Note:  1) Figures in bracket indicate R-Square,

            2) All the values are significant at 1% level,

            3) The highlighted cells denote the best fit model

Economic growth, changing life-style, improvement in communication and connectivity and urbanisation leads to change in consumption pattern in rural and urban India. With rise in disposable income/expenditure, the traditional cereal based foods make way for noncereal based high-valued foods and nonfood items. In rural India, about 90 percent of population still spent more than 50 percent of total expenditure on food items, whereas about 60 percent of population spent more than half of total expenditure on food articles in urban India.

The disparity in consumer spending was relatively less in rural India in comparison to the urban India. With rise in per capita expenditure, the relative share of food expenditure declined both in rural and urban India, albeit the reduction was sharp in urban India. Cereal, vegetables, milk and milk products, and, processed food occupied major share in food basket. The higher disparity has been witnessed in consumer spending on milk and milk products, egg, fish and meat, fruits (fresh and dry) and processed food, substantiated by elasticity values of these items.

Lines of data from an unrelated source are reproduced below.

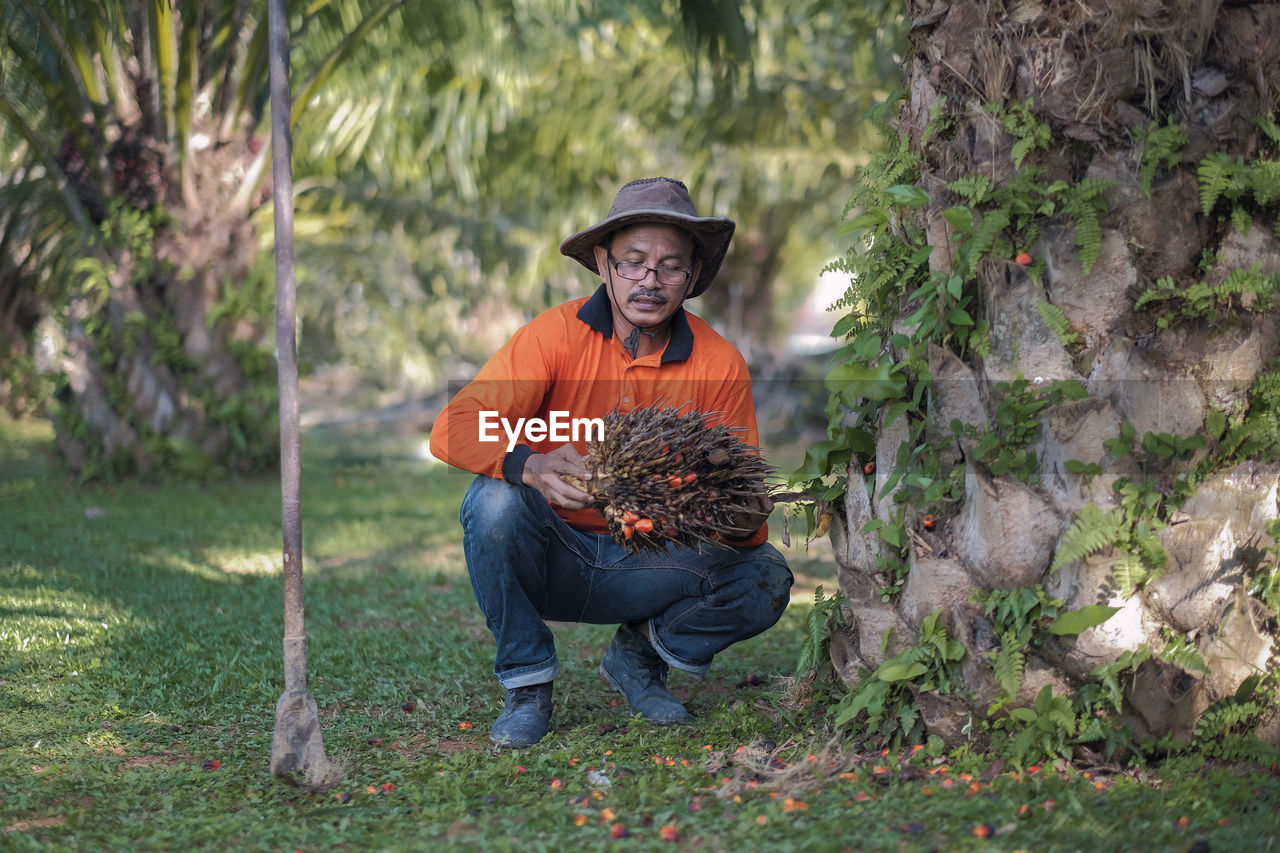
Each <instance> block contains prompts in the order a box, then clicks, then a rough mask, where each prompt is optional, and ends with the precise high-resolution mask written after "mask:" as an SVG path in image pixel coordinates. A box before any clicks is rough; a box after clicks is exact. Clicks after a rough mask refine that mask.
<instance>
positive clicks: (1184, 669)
mask: <svg viewBox="0 0 1280 853" xmlns="http://www.w3.org/2000/svg"><path fill="white" fill-rule="evenodd" d="M1160 660H1162V661H1167V662H1170V663H1174V665H1175V666H1180V667H1183V669H1184V670H1187V671H1188V672H1203V674H1206V675H1207V674H1208V665H1207V663H1204V658H1203V657H1201V653H1199V651H1198V649H1197V648H1196V644H1194V643H1192V640H1190V639H1188V638H1187V637H1185V635H1181V637H1178V638H1175V639H1174V640H1172V642H1170V643H1169V644H1167V646H1166V647H1165V651H1164V652H1161V653H1160Z"/></svg>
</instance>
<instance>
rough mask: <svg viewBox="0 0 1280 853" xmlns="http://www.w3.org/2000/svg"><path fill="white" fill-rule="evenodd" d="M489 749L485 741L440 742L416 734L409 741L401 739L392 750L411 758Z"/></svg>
mask: <svg viewBox="0 0 1280 853" xmlns="http://www.w3.org/2000/svg"><path fill="white" fill-rule="evenodd" d="M488 748H489V744H488V743H485V742H483V740H461V739H457V738H442V739H440V740H433V739H431V738H429V736H428V735H426V734H416V735H413V736H412V738H410V739H408V740H404V739H403V738H401V739H399V740H397V742H396V743H393V744H392V749H396V751H397V752H403V753H406V754H410V756H421V754H424V753H431V752H435V753H440V754H445V756H449V754H453V753H456V752H468V751H480V749H488Z"/></svg>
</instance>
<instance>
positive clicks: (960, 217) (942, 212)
mask: <svg viewBox="0 0 1280 853" xmlns="http://www.w3.org/2000/svg"><path fill="white" fill-rule="evenodd" d="M942 218H943V219H946V220H947V223H948V224H950V225H951V227H952V228H955V229H956V231H959V232H961V233H965V234H972V233H973V210H970V209H969V207H947V209H946V210H943V211H942Z"/></svg>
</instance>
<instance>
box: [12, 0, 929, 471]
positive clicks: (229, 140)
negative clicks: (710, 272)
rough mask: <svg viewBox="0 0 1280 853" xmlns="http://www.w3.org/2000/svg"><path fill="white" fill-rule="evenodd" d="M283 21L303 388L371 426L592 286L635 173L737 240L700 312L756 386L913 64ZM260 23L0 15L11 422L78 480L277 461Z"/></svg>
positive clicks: (650, 8)
mask: <svg viewBox="0 0 1280 853" xmlns="http://www.w3.org/2000/svg"><path fill="white" fill-rule="evenodd" d="M289 5H291V28H292V36H291V45H292V47H293V54H292V63H291V64H292V74H293V93H294V99H296V102H294V109H293V120H294V136H293V145H294V149H293V159H294V163H293V168H294V181H296V191H297V202H296V204H297V216H296V232H297V261H298V280H300V291H298V311H300V347H301V353H302V359H303V369H305V370H311V371H324V370H325V369H326V368H334V366H338V368H342V369H343V370H344V371H346V374H347V375H351V377H355V378H356V382H355V384H356V387H357V388H358V389H361V391H362V392H365V394H366V402H372V401H375V400H381V401H385V400H388V398H404V397H410V396H417V394H424V393H429V392H433V391H439V389H442V388H443V386H444V383H445V382H447V380H449V379H457V378H466V377H467V375H470V373H471V371H472V370H474V369H475V366H476V365H477V364H479V362H481V361H483V360H484V359H485V357H486V356H488V355H489V353H490V352H492V351H493V350H494V348H495V347H497V346H499V345H500V343H502V341H503V339H504V338H506V337H507V336H508V334H509V333H511V330H513V329H515V327H516V325H518V324H520V323H521V321H524V320H525V319H527V318H529V316H531V315H532V314H535V313H536V311H540V310H543V309H545V307H548V306H550V305H553V304H554V302H557V301H559V300H562V298H564V297H571V296H576V295H582V293H588V292H590V291H591V289H594V286H595V284H594V283H593V280H591V277H590V275H589V274H588V273H586V272H585V270H582V269H579V268H577V266H576V265H575V264H573V263H572V261H568V260H567V259H564V257H562V256H561V255H559V254H558V246H559V242H561V240H562V238H563V237H566V236H567V234H570V233H572V232H575V231H577V229H580V228H582V227H586V225H588V224H591V223H593V222H595V220H598V219H599V218H600V216H603V214H604V211H605V210H607V209H608V205H609V202H611V201H612V199H613V195H614V193H616V191H617V188H618V187H620V186H621V184H622V183H625V182H626V181H628V179H632V178H635V177H643V175H653V174H667V175H672V177H678V178H681V179H684V181H685V182H686V183H687V184H689V186H690V190H691V192H692V195H694V199H695V201H696V202H698V205H699V207H700V211H701V213H707V214H717V215H728V216H732V218H733V219H736V220H737V223H739V231H737V234H736V237H735V243H733V248H732V251H731V255H730V257H728V259H727V263H726V266H724V269H723V272H722V274H721V279H719V283H718V286H717V287H716V288H713V289H712V291H710V292H708V293H707V295H704V296H703V297H700V298H699V300H698V301H696V302H695V304H694V305H692V306H691V307H692V310H695V311H696V313H699V314H703V315H704V316H708V318H709V319H712V320H713V323H716V324H717V325H718V327H719V328H721V329H722V330H724V332H726V333H727V334H730V336H731V337H732V338H733V339H735V341H736V342H739V343H740V346H741V347H742V348H744V351H745V352H746V355H748V359H749V361H751V362H753V365H756V364H764V362H767V361H768V360H769V359H771V357H772V355H773V353H776V352H778V351H780V347H781V343H782V341H783V337H785V334H786V332H787V328H788V320H790V318H791V316H792V315H794V314H795V309H796V307H797V306H799V305H800V302H801V301H803V300H804V298H805V297H808V296H809V295H810V293H812V292H813V289H814V286H815V283H817V279H818V273H819V270H820V269H822V268H823V265H824V264H826V263H827V261H828V260H829V259H832V257H836V256H838V255H841V254H842V252H844V247H841V246H837V245H836V238H835V234H836V229H837V225H838V223H840V219H841V214H842V207H844V204H845V201H846V199H847V197H849V186H850V175H851V172H852V169H854V168H855V167H856V165H858V164H860V163H863V161H865V160H867V158H868V156H869V149H870V147H872V146H874V145H877V143H878V137H877V136H876V133H874V132H873V131H872V128H870V127H869V124H868V122H867V120H865V113H867V109H868V108H869V106H870V105H872V104H873V102H876V101H877V100H882V99H883V96H884V95H886V92H887V91H888V88H890V87H891V86H893V85H896V83H897V82H899V79H900V77H901V69H900V56H901V50H902V45H904V44H905V22H904V15H902V13H901V12H900V10H899V9H897V6H896V5H892V4H890V3H888V1H887V0H883V1H877V0H873V1H869V3H863V4H856V5H851V4H838V3H832V1H822V0H750V1H748V0H739V1H731V0H707V1H701V3H699V1H694V0H635V1H622V0H618V1H609V0H581V1H576V3H575V1H570V0H490V1H486V3H477V4H457V3H447V1H444V0H416V1H415V3H403V0H314V1H312V3H308V4H303V3H291V4H289ZM265 18H266V15H265V1H264V0H219V1H209V3H200V1H197V0H150V1H148V0H54V1H52V3H47V1H46V3H31V1H27V0H0V23H3V32H4V38H3V41H0V406H3V407H5V409H8V410H9V411H10V412H28V414H29V412H38V414H44V415H46V416H49V418H51V419H52V420H54V423H55V427H58V432H59V442H60V446H61V447H63V450H64V452H65V453H67V455H68V457H69V460H70V461H72V466H73V469H76V470H79V471H81V473H82V475H86V474H88V475H92V474H101V473H119V471H123V470H133V469H142V470H143V471H146V470H155V469H163V467H166V466H168V467H173V466H174V465H177V466H178V467H179V469H182V470H184V471H189V473H198V471H201V470H207V469H210V467H214V469H227V467H230V469H234V470H244V469H252V467H257V466H260V465H261V464H264V460H266V459H269V457H270V441H265V439H266V438H269V437H270V435H274V423H273V420H271V416H270V405H269V403H270V394H269V387H268V386H269V380H273V379H274V377H273V375H271V374H273V373H274V371H269V370H266V371H265V370H264V369H262V368H264V359H262V356H264V353H265V355H268V356H269V355H270V348H271V347H273V346H274V343H273V339H271V338H273V324H271V310H273V309H271V300H273V289H271V286H270V280H271V275H270V250H271V245H270V240H271V222H270V216H271V205H270V195H269V190H270V187H269V183H268V181H269V169H268V165H269V155H270V146H269V145H268V142H269V126H268V115H266V106H268V104H266V55H265V50H266V49H265ZM268 364H269V361H268ZM247 401H248V402H247ZM93 460H97V461H99V462H101V464H93ZM102 460H108V461H102ZM246 460H247V461H246ZM108 462H109V464H108Z"/></svg>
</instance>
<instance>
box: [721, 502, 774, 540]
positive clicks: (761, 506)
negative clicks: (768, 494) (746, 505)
mask: <svg viewBox="0 0 1280 853" xmlns="http://www.w3.org/2000/svg"><path fill="white" fill-rule="evenodd" d="M769 512H773V498H771V497H769V496H767V494H763V496H760V497H756V498H753V500H751V503H750V505H749V506H748V507H746V508H745V510H744V511H742V512H739V514H737V515H731V516H728V517H727V519H724V538H726V539H730V540H733V539H750V538H751V537H753V535H754V534H755V532H756V530H759V529H760V525H762V524H764V520H765V519H768V517H769Z"/></svg>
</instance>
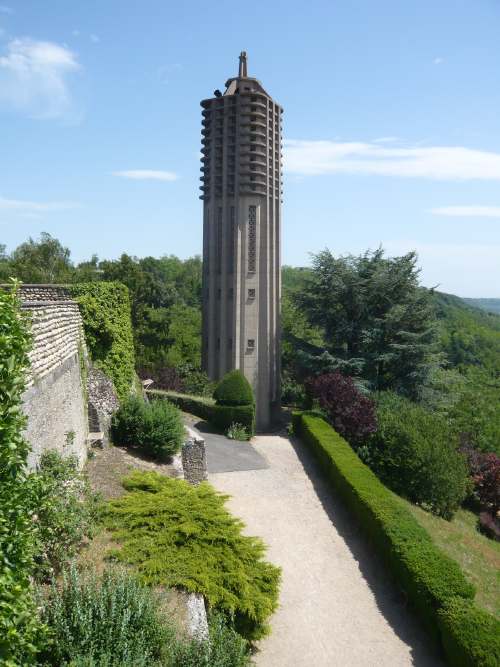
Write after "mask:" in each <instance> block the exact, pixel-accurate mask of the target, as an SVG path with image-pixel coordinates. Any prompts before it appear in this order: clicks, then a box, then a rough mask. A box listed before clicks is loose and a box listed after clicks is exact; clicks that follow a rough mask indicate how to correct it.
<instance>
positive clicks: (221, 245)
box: [217, 206, 222, 273]
mask: <svg viewBox="0 0 500 667" xmlns="http://www.w3.org/2000/svg"><path fill="white" fill-rule="evenodd" d="M221 264H222V206H219V208H218V209H217V273H220V272H221Z"/></svg>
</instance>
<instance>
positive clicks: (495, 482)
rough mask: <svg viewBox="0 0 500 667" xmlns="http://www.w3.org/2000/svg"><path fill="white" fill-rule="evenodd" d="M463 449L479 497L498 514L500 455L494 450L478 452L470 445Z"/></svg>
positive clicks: (474, 484) (482, 500)
mask: <svg viewBox="0 0 500 667" xmlns="http://www.w3.org/2000/svg"><path fill="white" fill-rule="evenodd" d="M462 451H463V452H464V454H465V455H466V457H467V462H468V464H469V470H470V474H471V478H472V481H473V483H474V493H475V495H476V497H477V499H478V500H479V502H480V503H481V505H482V506H483V507H484V508H485V509H487V510H488V511H490V512H491V514H493V515H496V514H497V513H498V512H499V511H500V456H497V454H494V453H493V452H491V453H489V454H485V453H483V452H478V451H477V450H475V449H473V448H472V447H469V446H465V447H463V448H462Z"/></svg>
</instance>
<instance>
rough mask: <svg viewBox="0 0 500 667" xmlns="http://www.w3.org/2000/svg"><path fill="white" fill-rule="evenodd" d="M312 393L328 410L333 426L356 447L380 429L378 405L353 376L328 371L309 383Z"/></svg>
mask: <svg viewBox="0 0 500 667" xmlns="http://www.w3.org/2000/svg"><path fill="white" fill-rule="evenodd" d="M306 388H307V391H308V393H309V394H311V395H312V396H313V397H314V398H316V399H317V400H318V402H319V405H320V406H321V408H322V409H323V410H324V411H325V412H326V414H327V416H328V419H329V421H330V422H331V424H332V426H333V428H334V429H335V430H336V431H337V433H340V435H341V436H342V437H343V438H346V440H348V442H350V443H351V445H353V446H355V445H358V444H360V443H361V442H363V440H365V439H366V437H367V436H368V435H370V434H371V433H373V432H374V431H376V429H377V420H376V418H375V404H374V402H373V400H372V399H371V398H368V396H364V395H363V394H362V393H361V392H360V391H359V389H358V388H357V387H356V385H355V384H354V381H353V379H352V378H350V377H344V376H343V375H341V374H340V373H327V374H325V375H320V376H319V377H316V378H310V379H309V380H308V381H307V382H306Z"/></svg>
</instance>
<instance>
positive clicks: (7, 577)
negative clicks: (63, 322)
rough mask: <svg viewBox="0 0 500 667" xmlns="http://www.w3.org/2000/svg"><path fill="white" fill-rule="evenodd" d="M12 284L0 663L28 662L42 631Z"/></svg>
mask: <svg viewBox="0 0 500 667" xmlns="http://www.w3.org/2000/svg"><path fill="white" fill-rule="evenodd" d="M30 342H31V339H30V333H29V327H28V324H27V322H26V320H25V319H24V317H23V316H22V314H21V311H20V304H19V301H18V298H17V294H16V286H15V285H14V287H13V289H12V290H11V291H2V290H0V664H1V665H7V666H9V667H11V666H14V665H29V664H33V662H34V656H35V654H36V647H37V643H38V642H39V641H40V638H41V635H42V631H43V629H42V627H41V626H40V624H39V622H38V620H37V615H36V610H35V604H34V601H33V598H32V595H31V591H30V576H31V574H32V571H33V553H34V545H35V541H34V531H33V521H32V517H31V513H30V509H29V508H30V503H29V498H28V495H29V489H28V488H27V485H26V484H25V482H26V473H25V466H26V460H27V456H28V451H29V445H28V443H27V441H26V440H25V439H24V437H23V435H22V434H23V429H24V427H25V424H26V419H25V417H24V415H23V414H22V411H21V398H22V394H23V391H24V389H25V371H26V368H27V366H28V351H29V348H30Z"/></svg>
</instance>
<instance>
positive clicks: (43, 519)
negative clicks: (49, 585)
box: [27, 450, 98, 579]
mask: <svg viewBox="0 0 500 667" xmlns="http://www.w3.org/2000/svg"><path fill="white" fill-rule="evenodd" d="M27 484H28V486H29V489H30V492H31V505H32V508H33V522H34V527H35V540H36V549H35V553H36V556H35V563H36V568H35V576H36V577H37V578H38V579H48V578H50V577H52V576H54V575H56V574H58V572H59V571H60V570H61V568H62V566H63V565H64V563H66V562H67V560H68V559H70V558H73V557H74V556H75V554H76V552H77V550H78V547H79V546H80V545H81V543H82V541H83V539H84V538H85V537H89V536H91V535H92V532H93V525H94V523H95V520H96V516H97V511H98V510H97V505H98V498H97V497H96V496H95V495H94V494H93V493H92V492H91V490H90V487H89V484H88V481H87V479H86V477H85V475H84V474H83V473H82V472H80V471H79V470H78V461H77V459H76V457H73V456H70V457H64V456H61V454H59V453H58V452H56V451H55V450H52V451H47V452H44V453H43V454H42V456H41V458H40V463H39V465H38V469H37V471H36V472H35V473H32V474H31V475H30V476H29V478H28V480H27Z"/></svg>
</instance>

Another sector, that is, processed food, has been gaining prominence. However, the higher proportion of spending on processed food has been witnessed in top 2–3 MPCE classes. The two-way analysis of population and quantity across MPCE classes shows that the high valued and protein rich food is still unaffordable to the population belonging to lower and middle income groups in the country.